This repository is designed for practicing the use of Hugging Face datasets.
- Learn to load datasets from the Hugging Face hub using various methods.
- Explore techniques for preparing datasets.
- Understand different tokenization, batching, and padding techniques.
- Identify and choose suitable datasets from the Hugging Face hub.
- Practice applying preprocessing to real raw data from A to Z.
Note
Here I used raw wikipedia dataset and applying the preprocessing operations such as:
- Removing unnecessary columns.
- Shuffling data.
- Computing article body lengths.
- Filtering content.
- Cleaning HTML character codes.
- Converting between Datasets and DataFrames.
- Splitting the data into training and testing sets.
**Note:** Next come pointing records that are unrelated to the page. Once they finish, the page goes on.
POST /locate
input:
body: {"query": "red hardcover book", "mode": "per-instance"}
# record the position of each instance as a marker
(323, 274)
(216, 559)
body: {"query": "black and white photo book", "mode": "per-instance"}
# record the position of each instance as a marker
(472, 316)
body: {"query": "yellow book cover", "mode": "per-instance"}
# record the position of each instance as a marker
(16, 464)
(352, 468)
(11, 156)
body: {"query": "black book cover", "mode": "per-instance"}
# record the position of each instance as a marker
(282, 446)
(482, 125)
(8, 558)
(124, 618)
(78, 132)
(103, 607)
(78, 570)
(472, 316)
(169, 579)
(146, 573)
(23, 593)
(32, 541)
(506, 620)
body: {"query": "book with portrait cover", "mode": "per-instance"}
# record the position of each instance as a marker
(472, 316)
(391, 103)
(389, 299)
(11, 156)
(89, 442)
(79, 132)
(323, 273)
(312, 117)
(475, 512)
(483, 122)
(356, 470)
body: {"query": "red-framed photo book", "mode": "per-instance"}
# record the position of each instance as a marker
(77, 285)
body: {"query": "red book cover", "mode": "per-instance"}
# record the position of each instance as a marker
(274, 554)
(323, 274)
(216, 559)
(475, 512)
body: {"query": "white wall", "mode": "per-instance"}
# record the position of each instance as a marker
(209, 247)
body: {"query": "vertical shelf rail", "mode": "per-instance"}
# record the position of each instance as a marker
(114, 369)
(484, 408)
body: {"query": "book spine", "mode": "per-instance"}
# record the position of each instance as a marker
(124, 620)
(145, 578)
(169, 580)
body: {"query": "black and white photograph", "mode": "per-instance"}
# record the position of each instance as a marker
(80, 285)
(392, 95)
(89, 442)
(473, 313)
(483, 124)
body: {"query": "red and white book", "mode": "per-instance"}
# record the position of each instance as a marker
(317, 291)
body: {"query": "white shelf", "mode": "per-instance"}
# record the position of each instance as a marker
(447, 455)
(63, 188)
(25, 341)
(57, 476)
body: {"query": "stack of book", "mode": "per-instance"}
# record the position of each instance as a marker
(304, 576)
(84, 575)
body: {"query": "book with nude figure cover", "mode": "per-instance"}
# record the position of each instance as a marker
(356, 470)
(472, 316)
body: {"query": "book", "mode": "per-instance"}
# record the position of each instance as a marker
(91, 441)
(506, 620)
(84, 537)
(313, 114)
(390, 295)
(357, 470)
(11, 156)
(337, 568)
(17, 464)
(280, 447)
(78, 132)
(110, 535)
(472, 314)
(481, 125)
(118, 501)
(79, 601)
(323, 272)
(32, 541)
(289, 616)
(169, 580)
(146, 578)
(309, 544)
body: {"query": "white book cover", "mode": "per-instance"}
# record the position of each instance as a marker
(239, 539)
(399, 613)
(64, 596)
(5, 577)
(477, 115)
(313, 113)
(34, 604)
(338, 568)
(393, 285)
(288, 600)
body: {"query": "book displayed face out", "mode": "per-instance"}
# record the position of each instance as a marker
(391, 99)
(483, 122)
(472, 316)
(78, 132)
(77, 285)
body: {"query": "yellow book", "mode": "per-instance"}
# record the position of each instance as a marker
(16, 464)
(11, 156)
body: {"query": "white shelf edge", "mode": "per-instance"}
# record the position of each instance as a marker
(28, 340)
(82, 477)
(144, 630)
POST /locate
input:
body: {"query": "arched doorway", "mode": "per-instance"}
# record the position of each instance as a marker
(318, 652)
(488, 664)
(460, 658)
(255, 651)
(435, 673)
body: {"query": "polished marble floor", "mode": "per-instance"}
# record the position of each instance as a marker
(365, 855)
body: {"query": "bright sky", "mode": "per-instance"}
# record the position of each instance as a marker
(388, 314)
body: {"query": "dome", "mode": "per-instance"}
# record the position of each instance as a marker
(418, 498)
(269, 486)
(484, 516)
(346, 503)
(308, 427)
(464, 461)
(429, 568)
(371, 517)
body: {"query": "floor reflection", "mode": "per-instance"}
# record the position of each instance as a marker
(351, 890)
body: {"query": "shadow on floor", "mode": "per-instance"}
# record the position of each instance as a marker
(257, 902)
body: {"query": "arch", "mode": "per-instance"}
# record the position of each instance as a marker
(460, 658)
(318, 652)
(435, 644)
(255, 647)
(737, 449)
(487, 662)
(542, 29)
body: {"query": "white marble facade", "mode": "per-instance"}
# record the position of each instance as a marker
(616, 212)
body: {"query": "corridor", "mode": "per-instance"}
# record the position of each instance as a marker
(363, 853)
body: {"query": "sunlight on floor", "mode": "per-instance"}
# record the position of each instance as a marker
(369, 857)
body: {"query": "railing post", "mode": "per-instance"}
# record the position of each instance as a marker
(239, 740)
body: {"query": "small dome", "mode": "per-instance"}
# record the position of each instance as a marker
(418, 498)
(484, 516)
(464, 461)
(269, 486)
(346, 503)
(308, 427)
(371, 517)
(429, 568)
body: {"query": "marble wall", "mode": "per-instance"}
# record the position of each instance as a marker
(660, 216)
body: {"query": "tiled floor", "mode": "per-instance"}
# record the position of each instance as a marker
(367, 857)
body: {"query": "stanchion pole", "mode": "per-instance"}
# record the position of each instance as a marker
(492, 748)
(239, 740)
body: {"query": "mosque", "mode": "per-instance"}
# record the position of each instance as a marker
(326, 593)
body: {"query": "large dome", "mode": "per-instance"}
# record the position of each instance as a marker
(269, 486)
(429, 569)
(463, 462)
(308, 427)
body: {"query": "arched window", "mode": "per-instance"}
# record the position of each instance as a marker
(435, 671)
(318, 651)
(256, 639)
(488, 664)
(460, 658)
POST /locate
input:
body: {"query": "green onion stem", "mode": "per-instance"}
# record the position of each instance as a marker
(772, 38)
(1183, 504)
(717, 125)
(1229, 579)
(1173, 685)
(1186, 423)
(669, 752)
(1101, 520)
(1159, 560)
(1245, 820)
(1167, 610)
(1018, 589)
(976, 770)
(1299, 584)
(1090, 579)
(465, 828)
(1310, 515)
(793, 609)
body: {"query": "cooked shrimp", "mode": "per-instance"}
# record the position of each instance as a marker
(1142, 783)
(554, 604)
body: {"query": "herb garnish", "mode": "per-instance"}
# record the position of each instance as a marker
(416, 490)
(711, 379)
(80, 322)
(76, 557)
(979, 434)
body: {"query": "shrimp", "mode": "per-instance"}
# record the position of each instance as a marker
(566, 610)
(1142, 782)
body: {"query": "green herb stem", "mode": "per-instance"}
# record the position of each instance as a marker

- Clone this repository to your local machine:
git clone git@github.com:IsmaelMousa/playing-with-datasets.git
- Navigate to the playing-with-datasets directory:
cd playing-with-datasets
- Setup virtual environment:
python3 -m venv .venv
- Activate the virtual environment:
source .venv/bin/activate
- Install the required dependencies:
pip install -r requirements.txt
- Run the Notebook:
jupyter-notebook
The dataset used is a raw wikipedia dataset stored in Parquet format.
-
Load the Dataset: Load the dataset from a Parquet file.
-
Remove Unnecessary Columns: Drop columns such as
URL
,Introduction/Summary
,Sections/Headings
,References
,Categories
, andInfobox
. -
Shuffle the Dataset: Shuffle the dataset using a seed for reproducibility.
-
Compute Article Body Length: Calculate the word count for the
Body
of each article. -
Filter Out Empty and Short Articles: Remove articles with empty bodies or fewer than 30 words.
-
Clean HTML Character Codes: Convert HTML character codes to plain text.
-
Convert Between Datasets and DataFrames: Convert the dataset to a Pandas DataFrame for easier manipulation, then convert it back to a dataset.
-
Split the Dataset: Split the dataset into
training
(70%) andtesting
(30%) sets. -
Save the Processed Dataset: Save the processed dataset in various formats such as JSONL, CSV, and Parquet.
-
Test Loading the Processed Dataset: Load the saved datasets to ensure they are correctly formatted and usable.